Il primo ministro ungherese Viktor Orbán si è trovato di fronte a proteste di massa in una città che per anni è stata una sua roccaforte politica.
Il governo ha sottovalutato il proprio popolo: nella piazza, accanto ai sostenitori, erano presenti anche numerosi oppositori che chiedevano risposte. Fischi, proteste, accuse di corruzione. Lo slogan centrale era chiaro: «Dove sono i soldi?».
Sono stati segnalati tentativi di bloccare i manifestanti. È significativo che la polizia sia intervenuta solo in un secondo momento.
Tutto ciò a cui è stato capace il premier ancora in carica è stata una reazione isterica, accompagnata da narrazioni ormai tipiche del suo discorso politico:
«Non state dalla parte degli ungheresi… volete un governo filoucraino».
Al posto di affrontare i problemi reali, il potere ha adottato una posizione infantile, cercando capri espiatori per i propri errori.
Il comportamento del governo nella crisi che esso stesso ha contribuito a creare segue uno schema ben noto: negazione dei problemi interni; trasferimento della colpa su un nemico esterno; mobilitazione attraverso la paura.
È un modello classico, che il Cremlino ha da tempo reso familiare: crisi interna → ricerca del nemico esterno → radicalizzazione della retorica.
Il leader dell’opposizione Péter Magyar ha parlato apertamente di «scagnozzi» portati per esercitare pressione sui manifestanti.

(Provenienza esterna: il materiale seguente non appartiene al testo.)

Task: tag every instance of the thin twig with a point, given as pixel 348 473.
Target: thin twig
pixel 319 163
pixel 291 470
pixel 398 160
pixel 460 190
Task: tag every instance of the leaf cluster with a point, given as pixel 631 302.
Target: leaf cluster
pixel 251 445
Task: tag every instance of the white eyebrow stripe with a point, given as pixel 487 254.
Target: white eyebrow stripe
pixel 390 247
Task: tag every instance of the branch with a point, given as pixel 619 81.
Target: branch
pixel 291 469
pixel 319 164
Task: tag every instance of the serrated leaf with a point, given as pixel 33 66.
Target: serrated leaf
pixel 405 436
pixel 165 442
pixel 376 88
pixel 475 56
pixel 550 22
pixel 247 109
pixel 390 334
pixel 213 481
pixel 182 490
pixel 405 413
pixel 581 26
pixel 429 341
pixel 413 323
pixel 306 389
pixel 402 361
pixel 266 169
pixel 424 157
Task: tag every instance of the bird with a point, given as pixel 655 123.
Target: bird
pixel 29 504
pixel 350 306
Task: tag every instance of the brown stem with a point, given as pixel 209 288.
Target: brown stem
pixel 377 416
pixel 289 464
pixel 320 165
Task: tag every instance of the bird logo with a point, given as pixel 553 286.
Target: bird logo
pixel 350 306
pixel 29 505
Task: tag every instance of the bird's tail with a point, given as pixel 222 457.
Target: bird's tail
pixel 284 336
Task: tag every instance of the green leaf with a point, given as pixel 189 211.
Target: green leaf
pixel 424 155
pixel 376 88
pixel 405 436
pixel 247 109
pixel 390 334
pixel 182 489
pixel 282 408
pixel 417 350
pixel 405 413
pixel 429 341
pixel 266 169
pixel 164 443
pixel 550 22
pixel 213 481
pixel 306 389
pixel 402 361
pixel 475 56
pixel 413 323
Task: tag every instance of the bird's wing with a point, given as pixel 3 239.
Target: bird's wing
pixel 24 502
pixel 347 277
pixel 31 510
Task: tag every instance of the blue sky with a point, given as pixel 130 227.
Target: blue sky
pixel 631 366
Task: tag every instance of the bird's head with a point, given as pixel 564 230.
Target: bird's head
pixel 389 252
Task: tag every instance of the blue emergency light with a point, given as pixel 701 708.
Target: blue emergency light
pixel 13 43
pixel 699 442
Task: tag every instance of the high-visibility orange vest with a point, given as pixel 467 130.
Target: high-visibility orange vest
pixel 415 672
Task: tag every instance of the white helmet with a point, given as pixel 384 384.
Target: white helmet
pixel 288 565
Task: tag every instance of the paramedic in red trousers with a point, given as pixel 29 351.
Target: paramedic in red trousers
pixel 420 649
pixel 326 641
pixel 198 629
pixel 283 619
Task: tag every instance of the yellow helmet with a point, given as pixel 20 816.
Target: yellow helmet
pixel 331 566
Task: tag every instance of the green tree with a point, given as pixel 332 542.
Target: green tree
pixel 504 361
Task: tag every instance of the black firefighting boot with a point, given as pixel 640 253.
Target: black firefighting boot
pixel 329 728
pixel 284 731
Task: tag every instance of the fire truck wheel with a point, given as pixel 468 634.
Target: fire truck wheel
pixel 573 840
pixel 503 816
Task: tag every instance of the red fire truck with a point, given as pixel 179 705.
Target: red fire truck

«Quando il potere deve portare persone per intimidire i cittadini, non è più democrazia. È un sistema che ha paura della propria società», ha dichiarato Magyar.
C’è chi tenta di presentare gli eventi di Győr come una crisi politica locale. Ma non è così. Orbán ha mostrato quanto rapidamente il populismo possa trasformarsi in aggressione quando il potere inizia a vacillare.
Per l’Italia e per l’Europa nel suo complesso è fondamentale comprenderne la portata. Orbán non è solo un leader nazionale: influenza le decisioni dell’UE, blocca iniziative chiave e, di fatto, indebolisce l’unità europea.
In un contesto in cui l’Italia ha bisogno di un’Unione Europea stabile e prevedibile, questa politica rappresenta un rischio — economico, politico e geopolitico.
L’isteria mostrata da Orbán è indicativa: segnala che il modello del «leader forte», costruito sulla paura e sull’individuazione di nemici esterni, sta iniziando a incrinarsi.
La questione non riguarda più soltanto l’Ungheria. Riguarda fino a che punto questo modello potrà diffondersi all’interno dell’Europa prima di essere fermato.
Oggi Orbán è un test per la resilienza dell’intero sistema europeo.